More than 400 people, including numerous well-established breeders from Maryland and surrounding states, turned out for a firsthand look at the first major Thoroughbred operation constructed in Maryland in many years, and the five well-bred stallions set to stand there for its inaugural season.

Aris Melissaratos, secretary of Maryland's Department of Business and Economic Development, delivered a keynote message that emphasized the importance of Maryland's horse economy and the need for slots to bolster purses and the breeders' fund.

"We value your industry," said Melissaratos. "We're going to find a way to get it done."

Maryland Stallion Station, located on 100 acres adjacent to historic Sagamore Farm in Baltimore County, brings together many elements that offer hope for the future of Maryland breeding - with or without the introduction of slots.

Spearheaded by Don Litz, a longtime Maryland bloodstock agent, the Maryland Stallion Station draws upon a strong group of investors that includes additional general partners Herb May and David DiPietro, both of whom are in the financial investment business in Baltimore. Nearly 30 other investors, many new to the horse business, have provided the financial backing for the project.

Among the Maryland Stallion Station's greatest strengths is its close association with Lane's End, the world-renowned Kentucky operation of William S. and Sarah Farish.

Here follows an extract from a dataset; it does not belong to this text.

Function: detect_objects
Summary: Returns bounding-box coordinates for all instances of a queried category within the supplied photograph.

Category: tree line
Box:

Lane's End has served as an investor, stallion source, and architectural inspiration. The 11-stall stallion barn and adjacent breeding shed at Maryland Stallion Station are near-replicas of the buildings at Lane's End.

Designed strictly for standing stallions, with no facilities for boarding mares, the Maryland Stallion Station is expected to bring significant business to broodmare facilities in the surrounding area. Farms gearing up for the influx include nearby Willowdale, Glengar, and Halcyon. Across the road at Sagamore Farm, Laura Delozier leases two barns that will serve as the main broodmare annex for Maryland Stallion Station.

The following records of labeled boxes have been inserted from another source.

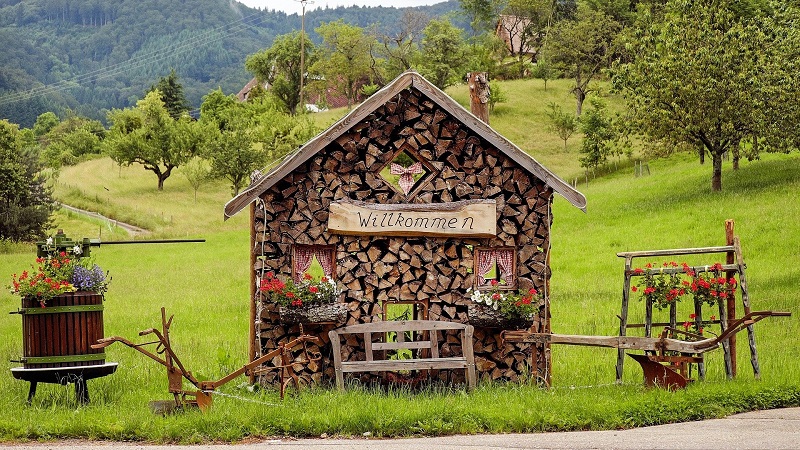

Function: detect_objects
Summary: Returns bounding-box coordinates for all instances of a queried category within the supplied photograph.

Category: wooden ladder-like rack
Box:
[616,220,761,382]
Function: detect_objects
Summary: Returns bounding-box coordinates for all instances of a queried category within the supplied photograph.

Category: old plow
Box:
[92,308,321,412]
[503,311,791,389]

Last but certainly not least, Maryland Stallion Station is bringing about a revival of interest in Sagamore Farm - the lifelong home of Native Dancer, and the jewel of the Maryland countryside while it was owned by Alfred G. Vanderbilt from 1933 to 1987. Litz had dreamed of purchasing the Sagamore property, which has languished for the past 17 years under the ownership of Baltimore real estate developer Jim Ward. When that proved impossible, Litz pursued the next best thing. Maryland Stallion Station sits on a tract of land that once was part of Sagamore, and overlooks that hallowed ground.

The horses moved into the Maryland Stallion Station on Dec. 31. It was a fitting start to the new year, as Rock Slide, a full brother to 2003 Horse of the Year Mineshaft, was the first to step off the van. Four of the stallions stood at Shamrock Farms in Woodbine, Md., while the new facility was under construction. The fifth, entering stud in 2005, is $1,315,774-earner Bowman's Band, a graded-stakes-winning and multiple Grade 1-placed son of Dixieland Band. Bowman's Band, out of the stakes-winning Pleasant Colony mare Hometown Queen, is the best racing son of Dixieland Band at stud in the mid-Atlantic region.

Maryland Stallion Station's lineup also includes these young horses:

* Jazz Club (Dixieland Band-Hidden Garden, by Mr. Prospector), who entered stud at Shamrock in 2002.

* Outflanker (Danzig-Lassie's Lady, by Alydar), a proven sire from the family of A.P. Indy, who moved from Florida for the 2004 breeding season.

* Rock Slide (A.P. Indy-Prospectors Delite, by Mr. Prospector), who entered stud in 2004 as a stakes winner and graded-stakes-placed earner of $442,500.

* Seeking Daylight (Seeking the Gold-Play All Day, by Steady Growth), a Grade 2 winner of $244,710, entered stud in 2004. He is from the family of champions Izvestia and With Approval and classic winner Touch Gold.

Sadly, one horse did not make the move from Shamrock to the new facility. Eastern Echo, who stood under the Maryland Stallion Station banner last season and ranked among the region's leading sires, died of an apparent heart attack on Dec. 14.

Jim Steele, longtime manager of Shamrock, will supervise the breeding operation at Maryland Stallion Station.